Cuando nos dijo que no asistiría este día festivo, mi hijo mencionó la queja persistente sobre el Día de Acción de Gracias: celebra lo que es esencialmente el genocidio de las poblaciones nativas. Para disfrutarlo, tienes que dejar de ver, o al menos tener en cuenta, una historia torturada, una realidad ignorada en los colores cálidos y la luz ambiental de la pintura de Norman Rockwell. La insistencia en una narrativa, un significado impuesto, elude otras realidades. Mientras hablamos sobre el Día de Acción de Gracias con amigos con identidades marginadas y específicas, nos damos cuenta de que mi hijo no será el único que hará otra cosa.

Aun así, me decepcionó que no se uniera a nosotros, deseando en secreto que cambiara de opinión.

La primavera pasada, cuando su hermano mayor terminó la universidad, nuestra familia viajó a Berlín para su graduación. Históricamente, viajar al extranjero ha sido terrible por la falta de alimentos familiares. Esta vez, armados de autoconciencia, empacamos una maleta llena de alimentos seguros: macarrones con queso, mantequilla de maní y mermelada, sus galletas saladas favoritas. Pero aún queríamos tener una cena especial.

Mi hijo menor, que odia los restaurantes pero ama a su hermano, admitió a regañadientes. Teme la atención del camarero cuando solo pide un plato suave. Inevitablemente, hacen preguntas como: “¿Estás seguro?” o hablan de otros artículos, u otros miembros de la cena se lanzan al modo de corrección.

En nuestro hotel antes de la cena, revisamos el menú en línea para confirmar que había un alimento seguro. Cuando entramos en el bullicioso restaurante, el resplandor amarillo en las mesas, los comensales felices charlando, los platos bellamente emplatados siendo llevados a las mesas, mi hijo parecía dolido.
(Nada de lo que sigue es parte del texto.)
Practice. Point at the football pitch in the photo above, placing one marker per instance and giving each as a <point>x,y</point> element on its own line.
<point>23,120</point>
El camarero mencionó que había un precio fijo “Fiesta familiar”. La selección de platos de un chef sería llevada a nuestra mesa. Nadie tenía que pedir una comida individual. Estábamos emocionados. A mi hijo no le harían ninguna pregunta.

“¿Y habrá papas fritas?” Le pregunté al camarero. “Todos queremos probarlos”.

“Siempre hay papas fritas”, dijo.

La expresión de mi hijo se relajó. Incluso pidió un cóctel elegante: bourbon, jerez, jarabe de arándano y limón, ¡y le gustó! Fue un momento raro cuando teníamos una cena familiar en un restaurante. Fue la mejor cena que hemos tenido, y él no sentía que algo anduviera mal con él.

Al principio de mi viaje como padre, podría haber dicho que amaba incondicionalmente a mis tres hijos, pero eso es mentira. Descubrirlos como individuos complejos con sus propias formas de navegar en un mundo difícil, injusto, a veces cruel, ha revelado que existen condiciones: mis propias necesidades, apegos y fantasías sobre quiénes podrían ser, que a veces son poco claros, inconscientes, pero potentes. .

Deshaciéndome continuamente de las expectativas, me acerco más y más a una forma más pura de cuidar: ese ideal de amor incondicional. Ese autodescubrimiento es el verdadero placer de ser padre.

Este Día de Acción de Gracias, algunos de nosotros cenaremos con nuestros vecinos. Estamos a cargo de los pasteles ― nuez con chocolate, nuez tradicional y calabaza ― y mi pareja traerá un nuevo plato de ñoquis y coles de Bruselas para la novia de mi hija, que es vegana. Mi hijo se quedará en casa donde quiere estar, lejos de la atención de los demás (y los malos recuerdos que eso trae), jugará videojuegos y verá películas, y hablará con su abuela que está en una zona horaria diferente.

Lo extrañaremos, por supuesto, pero confío en que estará bien.

Más tarde planeamos volver a casa para el postre con él. A través de un poco de magia festiva que no pretendo entender, pero por lo que estoy agradecido, el pastel de calabaza es un alimento seguro.